La corte di giustizia si pronuncia su quali criteri per valutare  il concetto di “non eccessivamente oneroso
il giudice nazionale chiamato a statuire sulle spese deve assicurarsi del rispetto di tale  concetto  tenendo conto contemporaneamente:
1. dell’interesse della persona che desidera difendere i propri diritti
2. dell’interesse generale connesso alla tutela dell’ambiente.
In tal senso, le spese di un procedimento:
a) non devono superare le capacità finanziarie dell’interessato
b) non devono apparire, ad ogni modo, oggettivamente irragionevoli
c) non devono essere valutate avendo come riferimento un ricorrente mediopoiché siffatti dati possono avere soltanto un esile collegamento con la situazione dell’interessato.

Altri parametri di valutazione , che dovranno però rispettare quelli prioritari, sono:
d) situazione delle parti in causa,
e) ragionevoli possibilità di successo del richiedente,
f) importanza della posta in gioco per il richiedente nonché per la tutela dell’ambiente,
g) la complessità del diritto e della procedura applicabili,
h) il carattere eventualmente temerario del ricorso nelle varie sue fasi.

La Corte di Giustizia rileva che nella normativa citata sulla Convenzione di Aarhus e delle Direttive su AIA e VIA  non c’è alcuna distinzione tra primo e successivi gradi di giudizio.


[NOTA 1]  F. Spantigati   "Valutazione giuridica dell'ambiente.  Di che cosa parliamo quando parliamo di diritto dell'ambiente" (ed. CEDAM 2002)

[NOTA 2] 3-sexies. Diritto di accesso alle informazioni ambientali e di partecipazione a scopo collaborativo
1. In attuazione della legge 7 agosto 1990, n. 241, e successive modificazioni, e delle previsioni della Convenzione di Aarhus, ratificata dall'Italia con la legge 16 marzo 2001, n. 108, e ai sensi del decreto legislativo 19 agosto 2005, n. 195, chiunque, senza essere tenuto a dimostrare la sussistenza di un interesse giuridicamente rilevante, può accedere alle informazioni relative allo stato dell'ambiente e del paesaggio nel territorio nazionale.
1-bis. Nel caso di piani o programmi da elaborare a norma delle disposizioni di cui all’allegato 1 alla direttiva 2003/35/CE del Parlamento europeo e del Consiglio, del 26 maggio 2003, qualora agli stessi non si applichi l’articolo 6, comma 2, del presente decreto, l’autorità competente all’elaborazione e all’approvazione dei predetti piani o programmi assicura la partecipazione del pubblico nel procedimento di elaborazione, di modifica e di riesame delle proposte degli stessi piani o programmi prima che vengano adottate decisioni sui medesimi piani o programmi.
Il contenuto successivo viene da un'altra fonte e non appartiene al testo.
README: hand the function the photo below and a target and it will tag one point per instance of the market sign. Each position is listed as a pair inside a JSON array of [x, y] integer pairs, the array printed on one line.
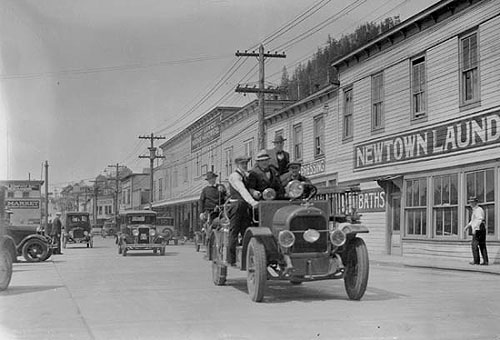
[[465, 134], [209, 132], [22, 204], [372, 200], [313, 168]]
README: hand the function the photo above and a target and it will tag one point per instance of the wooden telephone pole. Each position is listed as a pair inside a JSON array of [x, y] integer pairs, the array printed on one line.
[[152, 156], [261, 90]]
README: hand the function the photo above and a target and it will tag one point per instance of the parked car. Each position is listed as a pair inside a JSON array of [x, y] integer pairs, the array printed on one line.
[[297, 241], [138, 231], [77, 228], [167, 229]]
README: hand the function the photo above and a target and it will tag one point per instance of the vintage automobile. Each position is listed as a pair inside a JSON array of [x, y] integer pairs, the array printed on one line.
[[297, 240], [138, 231], [77, 229]]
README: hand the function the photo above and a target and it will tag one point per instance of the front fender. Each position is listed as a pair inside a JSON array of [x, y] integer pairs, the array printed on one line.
[[265, 236], [30, 237], [8, 243]]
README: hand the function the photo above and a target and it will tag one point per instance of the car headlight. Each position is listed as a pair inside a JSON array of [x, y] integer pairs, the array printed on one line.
[[286, 238], [337, 237], [269, 194], [294, 189], [311, 235]]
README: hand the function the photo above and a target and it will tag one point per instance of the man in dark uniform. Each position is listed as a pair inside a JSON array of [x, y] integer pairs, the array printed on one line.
[[55, 232], [263, 176], [241, 201], [279, 157], [212, 195]]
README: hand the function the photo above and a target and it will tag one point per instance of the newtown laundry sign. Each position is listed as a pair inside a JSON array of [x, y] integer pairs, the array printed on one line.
[[465, 134]]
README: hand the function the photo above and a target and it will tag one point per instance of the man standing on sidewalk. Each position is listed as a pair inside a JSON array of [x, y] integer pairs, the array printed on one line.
[[478, 232]]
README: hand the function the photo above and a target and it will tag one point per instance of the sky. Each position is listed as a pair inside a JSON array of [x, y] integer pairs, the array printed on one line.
[[81, 80]]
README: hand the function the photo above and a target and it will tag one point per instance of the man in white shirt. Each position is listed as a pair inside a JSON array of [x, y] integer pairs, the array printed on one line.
[[478, 228], [241, 202]]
1-ter. Delle proposte dei piani e programmi di cui al comma 1-bis l’autorità procedente dà avviso mediante pubblicazione nel proprio sito web. La pubblicazione deve contenere l’indicazione del titolo del piano o del programma, dell’autorità competente, delle sedi ove può essere presa visione del piano o programma e delle modalità dettagliate per la loro consultazione.
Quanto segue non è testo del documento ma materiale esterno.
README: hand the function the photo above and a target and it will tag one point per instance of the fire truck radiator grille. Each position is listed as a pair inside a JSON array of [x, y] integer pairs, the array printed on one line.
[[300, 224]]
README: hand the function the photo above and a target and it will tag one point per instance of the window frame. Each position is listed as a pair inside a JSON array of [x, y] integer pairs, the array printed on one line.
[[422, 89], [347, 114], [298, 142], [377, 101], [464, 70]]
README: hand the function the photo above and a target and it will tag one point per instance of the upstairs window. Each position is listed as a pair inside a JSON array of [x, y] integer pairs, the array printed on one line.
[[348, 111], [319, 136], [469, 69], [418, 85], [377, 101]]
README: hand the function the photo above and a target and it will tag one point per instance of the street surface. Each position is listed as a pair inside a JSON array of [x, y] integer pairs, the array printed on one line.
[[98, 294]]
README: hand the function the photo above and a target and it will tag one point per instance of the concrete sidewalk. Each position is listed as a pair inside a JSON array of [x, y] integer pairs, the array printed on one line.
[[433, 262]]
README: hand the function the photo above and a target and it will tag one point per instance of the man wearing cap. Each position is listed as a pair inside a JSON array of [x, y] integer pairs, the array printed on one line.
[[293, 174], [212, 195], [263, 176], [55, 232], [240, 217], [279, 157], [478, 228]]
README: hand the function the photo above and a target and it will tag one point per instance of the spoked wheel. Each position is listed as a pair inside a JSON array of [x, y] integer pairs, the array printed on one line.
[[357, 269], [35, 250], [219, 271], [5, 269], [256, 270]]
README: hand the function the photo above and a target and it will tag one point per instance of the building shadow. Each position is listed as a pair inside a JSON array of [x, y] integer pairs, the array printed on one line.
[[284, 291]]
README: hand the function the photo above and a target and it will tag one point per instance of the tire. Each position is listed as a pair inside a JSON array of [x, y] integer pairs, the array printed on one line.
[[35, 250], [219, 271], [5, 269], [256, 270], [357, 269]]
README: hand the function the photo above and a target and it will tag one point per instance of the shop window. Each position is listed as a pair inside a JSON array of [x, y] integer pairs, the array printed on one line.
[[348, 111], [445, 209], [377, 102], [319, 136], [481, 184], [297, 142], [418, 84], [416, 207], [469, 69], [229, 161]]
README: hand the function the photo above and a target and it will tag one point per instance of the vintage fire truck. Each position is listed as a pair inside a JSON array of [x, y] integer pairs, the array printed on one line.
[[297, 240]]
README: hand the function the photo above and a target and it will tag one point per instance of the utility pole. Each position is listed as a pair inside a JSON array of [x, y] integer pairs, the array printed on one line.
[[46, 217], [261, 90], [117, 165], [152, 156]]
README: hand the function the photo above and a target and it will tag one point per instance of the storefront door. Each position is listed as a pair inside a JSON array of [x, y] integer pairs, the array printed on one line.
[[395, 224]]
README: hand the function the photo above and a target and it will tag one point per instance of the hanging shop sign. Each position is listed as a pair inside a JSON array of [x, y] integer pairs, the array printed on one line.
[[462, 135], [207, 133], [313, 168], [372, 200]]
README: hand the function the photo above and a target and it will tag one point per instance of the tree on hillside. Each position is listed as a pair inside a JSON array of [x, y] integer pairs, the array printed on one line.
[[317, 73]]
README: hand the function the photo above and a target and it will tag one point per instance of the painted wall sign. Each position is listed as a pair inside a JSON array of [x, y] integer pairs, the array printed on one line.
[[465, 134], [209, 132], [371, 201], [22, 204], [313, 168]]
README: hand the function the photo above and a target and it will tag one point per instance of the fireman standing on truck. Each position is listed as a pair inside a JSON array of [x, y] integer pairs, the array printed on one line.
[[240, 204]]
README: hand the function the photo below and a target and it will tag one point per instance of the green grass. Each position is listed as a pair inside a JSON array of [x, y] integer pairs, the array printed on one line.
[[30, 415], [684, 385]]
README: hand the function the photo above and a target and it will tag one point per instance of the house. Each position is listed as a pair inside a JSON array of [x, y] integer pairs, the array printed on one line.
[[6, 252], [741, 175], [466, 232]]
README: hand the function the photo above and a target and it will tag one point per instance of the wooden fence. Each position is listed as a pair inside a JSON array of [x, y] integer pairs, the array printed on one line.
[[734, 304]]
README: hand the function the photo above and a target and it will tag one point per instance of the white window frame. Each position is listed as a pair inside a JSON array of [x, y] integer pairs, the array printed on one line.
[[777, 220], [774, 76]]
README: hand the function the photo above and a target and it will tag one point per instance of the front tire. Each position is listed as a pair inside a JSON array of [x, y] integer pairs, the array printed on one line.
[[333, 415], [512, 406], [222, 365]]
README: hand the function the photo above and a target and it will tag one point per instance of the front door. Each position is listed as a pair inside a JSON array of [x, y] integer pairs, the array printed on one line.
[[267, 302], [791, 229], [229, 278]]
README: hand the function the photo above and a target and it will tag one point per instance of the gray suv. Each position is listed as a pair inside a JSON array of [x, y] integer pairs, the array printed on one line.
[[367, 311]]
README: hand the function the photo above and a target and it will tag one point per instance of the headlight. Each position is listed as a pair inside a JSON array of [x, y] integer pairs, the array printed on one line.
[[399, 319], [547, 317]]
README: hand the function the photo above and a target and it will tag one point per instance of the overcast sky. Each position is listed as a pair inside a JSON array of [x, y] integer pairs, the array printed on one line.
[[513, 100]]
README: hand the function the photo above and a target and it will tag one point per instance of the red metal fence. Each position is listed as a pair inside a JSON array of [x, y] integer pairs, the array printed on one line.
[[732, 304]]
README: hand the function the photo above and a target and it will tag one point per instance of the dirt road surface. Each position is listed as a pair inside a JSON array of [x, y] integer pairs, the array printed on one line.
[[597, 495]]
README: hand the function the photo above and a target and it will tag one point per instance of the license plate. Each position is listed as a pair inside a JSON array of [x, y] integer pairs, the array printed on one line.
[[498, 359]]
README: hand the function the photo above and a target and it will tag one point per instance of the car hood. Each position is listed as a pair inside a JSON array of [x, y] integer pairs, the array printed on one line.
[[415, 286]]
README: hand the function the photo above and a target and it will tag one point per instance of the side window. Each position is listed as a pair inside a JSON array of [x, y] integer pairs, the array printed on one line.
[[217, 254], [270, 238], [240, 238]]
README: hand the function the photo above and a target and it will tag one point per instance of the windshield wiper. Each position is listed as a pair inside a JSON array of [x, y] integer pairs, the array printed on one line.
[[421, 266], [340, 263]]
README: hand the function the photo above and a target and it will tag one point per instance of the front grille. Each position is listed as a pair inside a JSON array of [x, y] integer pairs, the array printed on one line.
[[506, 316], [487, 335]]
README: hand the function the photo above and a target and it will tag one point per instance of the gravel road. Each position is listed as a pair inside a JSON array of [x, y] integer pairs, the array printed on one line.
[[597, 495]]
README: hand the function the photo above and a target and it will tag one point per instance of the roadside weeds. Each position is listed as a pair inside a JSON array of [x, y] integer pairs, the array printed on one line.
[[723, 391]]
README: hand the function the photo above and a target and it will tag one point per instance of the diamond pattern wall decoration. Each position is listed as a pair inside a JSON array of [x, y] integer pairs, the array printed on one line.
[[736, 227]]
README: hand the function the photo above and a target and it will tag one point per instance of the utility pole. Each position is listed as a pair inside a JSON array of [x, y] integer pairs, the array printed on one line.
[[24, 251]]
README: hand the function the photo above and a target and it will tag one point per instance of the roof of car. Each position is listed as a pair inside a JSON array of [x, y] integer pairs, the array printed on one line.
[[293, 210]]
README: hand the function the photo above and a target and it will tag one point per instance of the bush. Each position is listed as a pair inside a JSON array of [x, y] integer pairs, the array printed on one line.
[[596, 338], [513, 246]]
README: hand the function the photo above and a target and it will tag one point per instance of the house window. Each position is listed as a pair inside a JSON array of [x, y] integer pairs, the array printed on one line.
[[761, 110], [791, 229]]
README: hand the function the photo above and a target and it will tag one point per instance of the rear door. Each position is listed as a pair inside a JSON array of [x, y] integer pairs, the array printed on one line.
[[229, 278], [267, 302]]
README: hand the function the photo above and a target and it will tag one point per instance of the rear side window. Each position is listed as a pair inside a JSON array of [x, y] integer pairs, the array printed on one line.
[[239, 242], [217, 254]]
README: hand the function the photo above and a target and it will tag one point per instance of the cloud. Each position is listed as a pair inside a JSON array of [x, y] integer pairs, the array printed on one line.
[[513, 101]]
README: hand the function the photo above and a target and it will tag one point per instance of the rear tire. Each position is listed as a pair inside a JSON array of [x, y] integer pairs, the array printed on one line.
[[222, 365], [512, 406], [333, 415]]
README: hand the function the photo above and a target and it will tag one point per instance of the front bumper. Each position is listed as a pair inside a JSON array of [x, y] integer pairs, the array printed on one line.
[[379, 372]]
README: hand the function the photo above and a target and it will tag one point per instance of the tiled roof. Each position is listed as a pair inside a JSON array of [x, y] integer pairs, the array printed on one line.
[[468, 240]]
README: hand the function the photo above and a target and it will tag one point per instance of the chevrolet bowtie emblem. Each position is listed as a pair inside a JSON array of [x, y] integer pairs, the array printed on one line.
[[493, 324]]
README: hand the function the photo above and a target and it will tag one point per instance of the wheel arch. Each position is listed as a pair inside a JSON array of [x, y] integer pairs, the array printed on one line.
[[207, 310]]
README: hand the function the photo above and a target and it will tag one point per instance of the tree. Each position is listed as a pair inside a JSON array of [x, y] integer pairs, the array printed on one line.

1-quater. L’autorità competente mette altresì a disposizione del pubblico il piano o programma mediante il deposito presso i propri uffici e la pubblicazione nel proprio sito web.
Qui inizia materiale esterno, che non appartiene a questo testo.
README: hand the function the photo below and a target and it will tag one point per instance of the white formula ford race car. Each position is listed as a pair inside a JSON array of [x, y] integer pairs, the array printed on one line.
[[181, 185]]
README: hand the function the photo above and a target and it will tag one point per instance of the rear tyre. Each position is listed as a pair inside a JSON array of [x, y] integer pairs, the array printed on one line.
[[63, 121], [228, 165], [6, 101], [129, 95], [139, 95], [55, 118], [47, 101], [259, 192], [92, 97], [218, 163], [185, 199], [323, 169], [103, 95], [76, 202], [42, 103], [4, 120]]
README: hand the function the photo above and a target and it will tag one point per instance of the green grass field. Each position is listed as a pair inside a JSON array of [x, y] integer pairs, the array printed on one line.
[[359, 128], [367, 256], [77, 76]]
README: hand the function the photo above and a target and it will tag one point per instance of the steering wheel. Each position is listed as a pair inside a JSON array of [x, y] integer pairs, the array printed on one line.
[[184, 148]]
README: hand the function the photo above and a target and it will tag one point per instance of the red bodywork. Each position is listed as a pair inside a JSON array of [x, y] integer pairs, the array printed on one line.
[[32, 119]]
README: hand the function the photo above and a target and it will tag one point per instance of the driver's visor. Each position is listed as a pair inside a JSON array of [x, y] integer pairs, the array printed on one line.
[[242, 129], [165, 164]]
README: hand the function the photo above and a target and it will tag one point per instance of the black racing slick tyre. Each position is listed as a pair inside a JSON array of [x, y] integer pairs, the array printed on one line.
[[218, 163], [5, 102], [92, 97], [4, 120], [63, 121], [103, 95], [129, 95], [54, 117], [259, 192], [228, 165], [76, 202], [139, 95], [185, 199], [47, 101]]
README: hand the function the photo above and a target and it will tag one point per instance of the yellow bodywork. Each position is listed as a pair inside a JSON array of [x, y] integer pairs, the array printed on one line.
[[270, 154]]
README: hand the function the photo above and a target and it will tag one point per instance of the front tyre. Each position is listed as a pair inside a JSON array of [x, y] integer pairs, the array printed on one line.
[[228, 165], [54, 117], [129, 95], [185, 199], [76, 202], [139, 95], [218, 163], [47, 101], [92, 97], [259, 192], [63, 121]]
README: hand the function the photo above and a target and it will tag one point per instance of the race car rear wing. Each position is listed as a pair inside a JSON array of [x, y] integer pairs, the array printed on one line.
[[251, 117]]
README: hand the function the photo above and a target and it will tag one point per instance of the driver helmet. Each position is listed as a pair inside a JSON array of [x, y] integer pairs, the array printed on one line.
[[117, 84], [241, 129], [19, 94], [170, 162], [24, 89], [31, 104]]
1-quinquies. Entro il termine di sessanta giorni dalla data di pubblicazione dell’avviso di cui al comma 1-ter, chiunque può prendere visione del piano o programma ed estrarne copia, anche in formato digitale, e presentare all’autorità competente proprie osservazioni o pareri in forma scritta.
1-sexies. L’autorità procedente tiene adeguatamente conto delle osservazioni del pubblico presentate nei termini di cui al comma 1-quinquies nell’adozione del piano o programma.
1-septies. Il piano o programma, dopo che è stato adottato, è pubblicato nel sito web dell’autorità competente unitamente ad una dichiarazione di sintesi nella quale l’autorità stessa dà conto delle considerazioni che sono state alla base della decisione. La dichiarazione contiene altresì informazioni sulla partecipazione del pubblico.